2022 marks the eighth year of McKinsey’s Women in the Workplace report. Conducted in partnership with LeanIn.Org, their effort is the largest study of women in corporate America to date.
This year, McKinsey collected data from “333 participating organizations employing more than 12 million people, surveyed more than 40,000 employees, and conducted interviews with women of diverse identities—including women of color, LGBTQ+ women, and women with disabilities—to get an intersectional look at biases and barriers.”
Their research ultimately revealed we’re amid what they’ve termed a “Great Breakup.” In essence, women employees are demanding more from their workplace, and they’re leaving their companies in unprecedented numbers in order to get it.
As we know, this type of movement can have serious repercussions for companies, and we wanted to find out why.
The research indicates female leaders face obstacles that make it harder to advance if they stay put. They’re more likely to experience microaggressions, such as having their “judgment questioned or being mistaken for someone more junior.” They’re also doing more to support employee mental health and foster inclusion, but this critical work is spreading them thin and going mostly unacknowledged.
Why are so many women leaving their jobs?
According to McKinsey, microaggressions, mental health, and culture are at the top of the list. And, these factors that prompt current female leaders to leave their companies are even more important to the next generation of women according to the data.

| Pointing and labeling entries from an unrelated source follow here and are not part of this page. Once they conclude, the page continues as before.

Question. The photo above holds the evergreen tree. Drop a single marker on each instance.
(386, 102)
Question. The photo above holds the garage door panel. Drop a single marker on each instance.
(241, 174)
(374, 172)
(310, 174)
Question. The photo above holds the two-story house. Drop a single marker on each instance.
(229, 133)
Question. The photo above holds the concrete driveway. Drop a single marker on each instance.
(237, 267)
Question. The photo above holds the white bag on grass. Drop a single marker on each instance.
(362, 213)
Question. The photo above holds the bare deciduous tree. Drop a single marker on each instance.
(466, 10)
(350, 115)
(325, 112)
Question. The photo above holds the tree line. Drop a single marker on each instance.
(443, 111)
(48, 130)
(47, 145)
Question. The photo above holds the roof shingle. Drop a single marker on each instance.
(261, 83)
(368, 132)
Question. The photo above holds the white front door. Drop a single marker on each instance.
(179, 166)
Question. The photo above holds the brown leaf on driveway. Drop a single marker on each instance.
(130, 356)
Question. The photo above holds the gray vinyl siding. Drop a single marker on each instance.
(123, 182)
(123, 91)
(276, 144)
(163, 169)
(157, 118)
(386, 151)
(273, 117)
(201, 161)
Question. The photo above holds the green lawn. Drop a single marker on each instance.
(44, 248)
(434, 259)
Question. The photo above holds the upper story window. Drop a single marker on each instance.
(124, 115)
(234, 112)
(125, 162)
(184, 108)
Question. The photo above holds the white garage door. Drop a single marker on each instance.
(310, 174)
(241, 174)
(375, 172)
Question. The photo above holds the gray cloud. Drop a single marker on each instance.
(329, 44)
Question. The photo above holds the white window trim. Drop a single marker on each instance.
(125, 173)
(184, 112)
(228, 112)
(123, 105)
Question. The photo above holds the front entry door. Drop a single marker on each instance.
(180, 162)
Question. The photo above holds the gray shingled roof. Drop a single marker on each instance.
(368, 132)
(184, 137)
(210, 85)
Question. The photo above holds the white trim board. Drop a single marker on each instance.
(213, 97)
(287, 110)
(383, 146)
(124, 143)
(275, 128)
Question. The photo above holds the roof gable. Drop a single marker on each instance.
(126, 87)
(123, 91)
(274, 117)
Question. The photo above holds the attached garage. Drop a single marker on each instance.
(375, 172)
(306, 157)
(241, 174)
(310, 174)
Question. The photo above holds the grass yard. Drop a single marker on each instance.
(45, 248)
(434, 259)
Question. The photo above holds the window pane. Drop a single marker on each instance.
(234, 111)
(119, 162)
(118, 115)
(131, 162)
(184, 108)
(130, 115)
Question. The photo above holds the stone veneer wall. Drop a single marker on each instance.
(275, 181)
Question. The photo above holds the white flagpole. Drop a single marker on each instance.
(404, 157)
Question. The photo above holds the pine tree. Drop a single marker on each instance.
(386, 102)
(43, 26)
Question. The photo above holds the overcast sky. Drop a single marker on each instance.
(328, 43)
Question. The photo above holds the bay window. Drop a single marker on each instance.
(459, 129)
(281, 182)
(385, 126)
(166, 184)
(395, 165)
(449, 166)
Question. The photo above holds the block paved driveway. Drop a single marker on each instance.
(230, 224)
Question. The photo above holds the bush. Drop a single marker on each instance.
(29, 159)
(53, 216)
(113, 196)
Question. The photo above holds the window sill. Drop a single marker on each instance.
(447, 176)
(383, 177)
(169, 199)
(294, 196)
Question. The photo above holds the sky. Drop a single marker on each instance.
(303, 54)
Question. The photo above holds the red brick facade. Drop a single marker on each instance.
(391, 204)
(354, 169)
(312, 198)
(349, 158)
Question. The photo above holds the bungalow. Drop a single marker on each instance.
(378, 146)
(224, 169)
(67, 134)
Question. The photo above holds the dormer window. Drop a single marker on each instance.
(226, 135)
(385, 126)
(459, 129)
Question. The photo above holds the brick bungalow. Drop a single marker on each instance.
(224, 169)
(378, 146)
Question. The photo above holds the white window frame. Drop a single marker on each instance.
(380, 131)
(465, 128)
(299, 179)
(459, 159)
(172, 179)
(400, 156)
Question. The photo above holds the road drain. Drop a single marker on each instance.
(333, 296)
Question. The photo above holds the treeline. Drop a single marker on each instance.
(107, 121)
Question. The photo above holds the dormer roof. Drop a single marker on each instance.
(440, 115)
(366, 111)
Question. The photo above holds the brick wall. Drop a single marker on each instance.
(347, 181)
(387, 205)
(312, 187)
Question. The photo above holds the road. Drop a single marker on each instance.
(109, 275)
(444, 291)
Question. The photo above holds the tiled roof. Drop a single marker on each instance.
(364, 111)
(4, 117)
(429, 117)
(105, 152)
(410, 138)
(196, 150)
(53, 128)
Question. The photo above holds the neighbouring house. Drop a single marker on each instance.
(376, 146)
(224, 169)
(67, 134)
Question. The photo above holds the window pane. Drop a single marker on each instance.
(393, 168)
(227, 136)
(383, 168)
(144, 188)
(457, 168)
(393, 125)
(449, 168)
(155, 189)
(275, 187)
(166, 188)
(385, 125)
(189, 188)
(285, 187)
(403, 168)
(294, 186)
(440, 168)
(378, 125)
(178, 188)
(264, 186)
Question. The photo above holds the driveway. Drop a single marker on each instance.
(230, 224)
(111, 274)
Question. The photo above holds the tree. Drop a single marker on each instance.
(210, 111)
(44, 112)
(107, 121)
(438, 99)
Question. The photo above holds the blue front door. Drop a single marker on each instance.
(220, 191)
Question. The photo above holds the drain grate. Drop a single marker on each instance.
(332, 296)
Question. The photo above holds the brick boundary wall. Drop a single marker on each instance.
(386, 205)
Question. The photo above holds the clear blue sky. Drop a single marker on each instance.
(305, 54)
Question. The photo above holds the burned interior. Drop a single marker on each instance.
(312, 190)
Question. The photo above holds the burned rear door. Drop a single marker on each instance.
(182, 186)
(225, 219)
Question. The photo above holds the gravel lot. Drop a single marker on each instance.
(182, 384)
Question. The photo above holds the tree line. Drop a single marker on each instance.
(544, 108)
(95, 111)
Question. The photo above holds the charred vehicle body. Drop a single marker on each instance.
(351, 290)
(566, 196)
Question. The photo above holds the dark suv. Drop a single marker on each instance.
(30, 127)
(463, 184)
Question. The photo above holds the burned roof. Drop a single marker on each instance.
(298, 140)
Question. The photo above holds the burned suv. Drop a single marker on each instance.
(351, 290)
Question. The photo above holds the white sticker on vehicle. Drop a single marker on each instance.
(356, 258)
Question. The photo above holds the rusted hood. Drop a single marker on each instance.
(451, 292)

Young generations of women prioritize the opportunity to advance—for example, McKinsey reported more than two-thirds of women under 30 want to be senior leaders. Young women are also more likely than current women leaders to say flexibility and company commitment to mental health and DEI are major factors when deciding on their place of employment. According to McKinsey, organizations that don’t take action may “struggle to recruit and retain the next generation of women leaders.”
What to do with the data
According to the report, a vast majority of employees want to continue to work for companies that offer remote- or hybrid-work options. Specifically, McKinsey found this to be a major factor when it comes to the well-being of their female employees. Women employees who can choose to work in the arrangement they prefer—whether remote or on-site—are “less burned out, happier in their jobs, and much less likely to consider leaving their companies.”
Women employees who can choose to work in the arrangement they prefer are:
- Less burned out
- Happier in their jobs
- Much less likely to consider leaving their companies
As we move forward in this new era of the workplace, McKinsey suggests avoiding a “one-size fits all approach” and instead, maintain flexible options for all employees.
In addition, equip and motivate your managers through training and support. Because according to the data, managers play an “essential role in shaping women’s—and all employees’—work experiences. And, when managers invest in people management and DEI, women are happier and less burned out. They’re also more likely to recommend their company as a good place to work and less likely to think about leaving their jobs, which translates to better recruiting and higher retention.”
To make meaningful and sustainable progress toward gender equality, McKinsey ultimately suggests organization’s should consider focusing on two overall goals: getting more women into leadership positions and retaining the women leaders they already have. Through thoughtful policies, programs, and managerial support, your organization can rise to the moment, which will lead to a better workplace, for everyone.